Vinda de uma família cristã, Sandra atribui aos seus pais esta conduta que tem hoje. "Toda essa minha maneira de ser eu acabei herdando da minha formação familiar. Essa coisa cristã, de solidariedade, de tentar entender o lado do outro. O amor pelo outro, respeito pelo próximo. Tudo isso vem da religião que é realmente muito forte em mim", explica.

Hoje, aos 47 anos, mãe de dois filhos de 21 e 18 anos, a psicóloga confessa que está há um ano separada do marido e que o projeto teve sua parcela de culpa, apesar de não ter sido o motivo crucial. "Teve um momento que eu tive que ouvir dentro da minha casa: 'mas o que você quer da vida?
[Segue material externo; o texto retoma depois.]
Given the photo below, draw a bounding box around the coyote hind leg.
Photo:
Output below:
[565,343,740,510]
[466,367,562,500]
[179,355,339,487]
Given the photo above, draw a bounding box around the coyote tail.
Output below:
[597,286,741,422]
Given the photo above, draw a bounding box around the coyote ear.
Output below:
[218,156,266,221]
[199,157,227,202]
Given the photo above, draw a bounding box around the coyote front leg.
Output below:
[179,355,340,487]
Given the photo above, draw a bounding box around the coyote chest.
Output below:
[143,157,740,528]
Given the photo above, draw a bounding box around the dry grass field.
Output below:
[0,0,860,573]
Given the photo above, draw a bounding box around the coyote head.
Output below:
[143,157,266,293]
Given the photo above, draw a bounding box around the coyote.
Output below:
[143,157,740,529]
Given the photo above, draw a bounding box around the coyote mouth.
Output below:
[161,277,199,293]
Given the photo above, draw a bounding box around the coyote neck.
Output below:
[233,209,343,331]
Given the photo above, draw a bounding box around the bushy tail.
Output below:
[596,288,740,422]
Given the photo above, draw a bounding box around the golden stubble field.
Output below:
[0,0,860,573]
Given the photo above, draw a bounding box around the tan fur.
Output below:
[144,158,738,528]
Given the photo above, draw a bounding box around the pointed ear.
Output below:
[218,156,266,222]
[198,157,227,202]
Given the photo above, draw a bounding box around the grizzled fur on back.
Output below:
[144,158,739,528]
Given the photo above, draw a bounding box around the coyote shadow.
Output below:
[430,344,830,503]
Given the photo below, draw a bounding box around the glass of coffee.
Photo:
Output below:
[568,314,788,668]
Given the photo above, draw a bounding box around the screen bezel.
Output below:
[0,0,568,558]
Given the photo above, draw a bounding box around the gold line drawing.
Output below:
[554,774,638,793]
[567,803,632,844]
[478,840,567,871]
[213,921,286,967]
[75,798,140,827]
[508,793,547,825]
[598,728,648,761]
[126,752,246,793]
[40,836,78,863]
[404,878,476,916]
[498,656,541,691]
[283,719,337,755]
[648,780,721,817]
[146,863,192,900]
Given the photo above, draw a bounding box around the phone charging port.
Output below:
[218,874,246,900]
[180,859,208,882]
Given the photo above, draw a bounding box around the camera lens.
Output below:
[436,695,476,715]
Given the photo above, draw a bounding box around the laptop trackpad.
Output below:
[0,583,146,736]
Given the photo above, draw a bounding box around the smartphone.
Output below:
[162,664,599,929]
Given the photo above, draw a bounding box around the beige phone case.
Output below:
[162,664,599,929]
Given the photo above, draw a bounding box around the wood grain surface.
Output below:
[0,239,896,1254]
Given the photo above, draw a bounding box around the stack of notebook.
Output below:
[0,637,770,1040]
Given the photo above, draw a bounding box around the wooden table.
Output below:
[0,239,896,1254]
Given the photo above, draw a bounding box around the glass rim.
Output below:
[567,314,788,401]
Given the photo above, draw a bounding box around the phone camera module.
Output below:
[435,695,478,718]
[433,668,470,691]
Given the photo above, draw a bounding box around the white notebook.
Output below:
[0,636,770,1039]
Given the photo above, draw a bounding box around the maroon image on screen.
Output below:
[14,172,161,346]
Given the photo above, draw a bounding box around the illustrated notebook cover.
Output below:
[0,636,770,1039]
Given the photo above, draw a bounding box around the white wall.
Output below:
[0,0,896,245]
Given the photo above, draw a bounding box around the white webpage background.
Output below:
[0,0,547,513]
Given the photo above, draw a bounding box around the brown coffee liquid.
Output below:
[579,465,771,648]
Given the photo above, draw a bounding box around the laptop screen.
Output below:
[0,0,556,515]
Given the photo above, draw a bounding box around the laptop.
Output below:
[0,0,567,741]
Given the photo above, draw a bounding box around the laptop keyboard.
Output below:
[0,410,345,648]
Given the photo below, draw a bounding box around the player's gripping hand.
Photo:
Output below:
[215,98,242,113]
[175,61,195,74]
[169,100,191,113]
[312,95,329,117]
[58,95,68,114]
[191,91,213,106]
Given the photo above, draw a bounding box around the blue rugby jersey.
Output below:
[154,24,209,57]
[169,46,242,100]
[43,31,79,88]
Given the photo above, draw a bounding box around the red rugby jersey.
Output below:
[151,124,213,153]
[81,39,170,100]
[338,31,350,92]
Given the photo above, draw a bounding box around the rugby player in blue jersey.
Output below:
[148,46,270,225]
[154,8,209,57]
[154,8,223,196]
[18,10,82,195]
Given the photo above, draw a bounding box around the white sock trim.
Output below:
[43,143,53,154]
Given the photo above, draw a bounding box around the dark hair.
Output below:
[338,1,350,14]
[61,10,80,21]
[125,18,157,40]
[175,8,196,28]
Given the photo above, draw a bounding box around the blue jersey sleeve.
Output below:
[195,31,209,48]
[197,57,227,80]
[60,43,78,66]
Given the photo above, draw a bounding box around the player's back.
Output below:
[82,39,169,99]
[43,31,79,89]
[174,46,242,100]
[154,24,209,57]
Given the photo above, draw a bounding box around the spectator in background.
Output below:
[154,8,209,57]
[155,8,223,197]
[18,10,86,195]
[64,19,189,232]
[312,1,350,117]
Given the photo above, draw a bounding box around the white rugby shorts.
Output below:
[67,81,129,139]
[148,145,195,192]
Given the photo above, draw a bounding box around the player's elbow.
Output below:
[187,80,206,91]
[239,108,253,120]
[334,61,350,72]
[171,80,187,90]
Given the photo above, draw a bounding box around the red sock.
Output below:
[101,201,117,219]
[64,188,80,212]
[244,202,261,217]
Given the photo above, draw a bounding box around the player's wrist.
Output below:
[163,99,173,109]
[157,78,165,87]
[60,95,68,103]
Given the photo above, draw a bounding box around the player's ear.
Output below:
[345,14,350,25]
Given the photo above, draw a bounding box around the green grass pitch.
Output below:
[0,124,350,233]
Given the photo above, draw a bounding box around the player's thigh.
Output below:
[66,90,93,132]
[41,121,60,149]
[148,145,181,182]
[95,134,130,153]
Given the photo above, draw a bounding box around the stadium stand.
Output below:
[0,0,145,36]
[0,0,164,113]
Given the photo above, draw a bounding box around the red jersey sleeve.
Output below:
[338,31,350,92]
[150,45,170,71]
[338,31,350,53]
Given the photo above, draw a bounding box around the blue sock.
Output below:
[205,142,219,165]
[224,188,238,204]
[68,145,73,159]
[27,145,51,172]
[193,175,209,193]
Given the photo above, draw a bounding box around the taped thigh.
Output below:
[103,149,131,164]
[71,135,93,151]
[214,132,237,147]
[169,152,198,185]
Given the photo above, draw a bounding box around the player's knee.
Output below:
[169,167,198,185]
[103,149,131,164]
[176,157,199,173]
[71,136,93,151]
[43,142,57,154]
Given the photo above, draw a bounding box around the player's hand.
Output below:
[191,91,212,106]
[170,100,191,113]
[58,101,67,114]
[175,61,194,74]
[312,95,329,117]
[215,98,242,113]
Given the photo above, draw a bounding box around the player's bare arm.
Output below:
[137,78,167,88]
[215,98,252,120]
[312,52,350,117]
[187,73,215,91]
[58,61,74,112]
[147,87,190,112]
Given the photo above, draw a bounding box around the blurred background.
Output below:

Você quer levar nós quatro pra ir morar na rua?'", revela Sandra. E quem espera que ela lamente, se engana. "O Gastronomia me fez uma pessoa infinitamente melhor. Este trabalho me mostrou que eu sou muito mais forte do que eu imaginava. Não imaginava que eu fosse forte para assumir o fim de um casamento, por exemplo. Mas a principal lição que eu tiro é que quem começa um trabalho voluntário, acaba se tornando tão beneficiada quanto as pessoas por quem aquele trabalho é feito”, explica.

Livro premiado e sem dinheiro para o aluguel

O livro Gastronomia Solidária foi premiado no último mês de março no Gourmand World Cook Books Awards, o Oscar da literatura gastronômica. A produção de Sandra garantiu o prêmio de melhor livro em responsabilidade social.

No meio do bate-papo com a Tpm, Sandra confessou que não tinha o dinheiro suficiente para pagar o aluguel no dia seguinte. A casa, cuja renda para quitar as contas mensais vem da vendagem do livro, das aulas noturnas que são particulares e de uma pequena de parcela de doação, estima que o dinheiro se esgote por completo em setembro e que talvez o projeto tenha que ser encerrado. "Aí sim eu vou sofrer. Vou ter que interromper a melhoria e até de correção de várias vidas por conta de dinheiro", finaliza.